Quando la suocera se ne andò, Olga abbracciò il marito:
— Bravo. Ce l’hai fatta.
— Ce l’abbiamo fatta insieme, — si corresse lui. — Sai, in questi giorni ho capito molte cose.
— Per esempio?
— Che non puoi costruire la felicità di una persona sulla sofferenza di un’altra. Volevo fare del bene a mamma, ma l’ho fatto nel modo sbagliato.
— E io ho capito che a volte bisogna lottare per ciò che è nostro, — disse Olga. — Anche se fa paura ferire le persone care.
Un mese dopo, terminarono i lavori di ristrutturazione nell’appartamento di Tamara Markovna. Attaccarono nuove carte da parati chiare, montarono impianti nuovi, comprarono un divano comodo.

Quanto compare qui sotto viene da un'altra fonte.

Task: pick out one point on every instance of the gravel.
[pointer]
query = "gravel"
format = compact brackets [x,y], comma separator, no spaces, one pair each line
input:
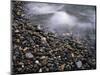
[35,50]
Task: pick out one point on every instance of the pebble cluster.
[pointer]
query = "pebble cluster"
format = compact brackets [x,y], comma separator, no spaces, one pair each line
[34,50]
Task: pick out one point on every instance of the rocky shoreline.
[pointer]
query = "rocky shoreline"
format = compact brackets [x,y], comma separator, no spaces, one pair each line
[36,51]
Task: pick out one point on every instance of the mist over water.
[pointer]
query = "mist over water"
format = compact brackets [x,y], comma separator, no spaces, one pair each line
[78,20]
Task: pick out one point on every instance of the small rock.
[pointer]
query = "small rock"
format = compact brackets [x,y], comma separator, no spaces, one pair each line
[62,67]
[29,55]
[43,57]
[37,62]
[16,31]
[79,64]
[40,70]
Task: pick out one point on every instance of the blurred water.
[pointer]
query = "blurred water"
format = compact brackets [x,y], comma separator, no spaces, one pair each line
[76,20]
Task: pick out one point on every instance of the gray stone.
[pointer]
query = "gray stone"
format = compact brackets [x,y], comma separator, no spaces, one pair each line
[29,55]
[79,64]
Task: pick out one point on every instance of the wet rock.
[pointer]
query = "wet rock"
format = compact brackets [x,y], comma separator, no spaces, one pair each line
[29,55]
[40,70]
[79,64]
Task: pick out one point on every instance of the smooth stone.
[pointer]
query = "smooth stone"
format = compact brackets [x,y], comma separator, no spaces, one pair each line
[29,55]
[79,64]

La suocera fiorì, divenne più serena. Ora andavano spesso a trovarla, e lei veniva da loro — ma solo in visita.
Una sera, mentre Olga riordinava documenti, trovò quel foglio della registrazione che aveva scatenato tutta la discussione.
— Guarda, — lo mostrò a Viktor. — Da qui è iniziato tutto.
Lui guardò il documento e lo strappò:
— Ed ecco come è finita. Nessun segreto d’ora in poi.
Olga sorrise:
— Nessuno. E nessuno ci porterà via la nostra casa.
— Sai qual è la cosa più sorprendente? — chiese Viktor. — Ora mamma si sente davvero meglio. Non ha più paura di nulla.
— Perché ha capito: siamo vicino a lei. Ma ciascuno nella propria casa.
Erano seduti sul divano, tenendosi per mano. Fuori pioveva. La loro casa era rimasta la loro fortezza. E in quella fortezza le regole le stabilivano loro — marito e moglie. Come deve essere in una famiglia vera.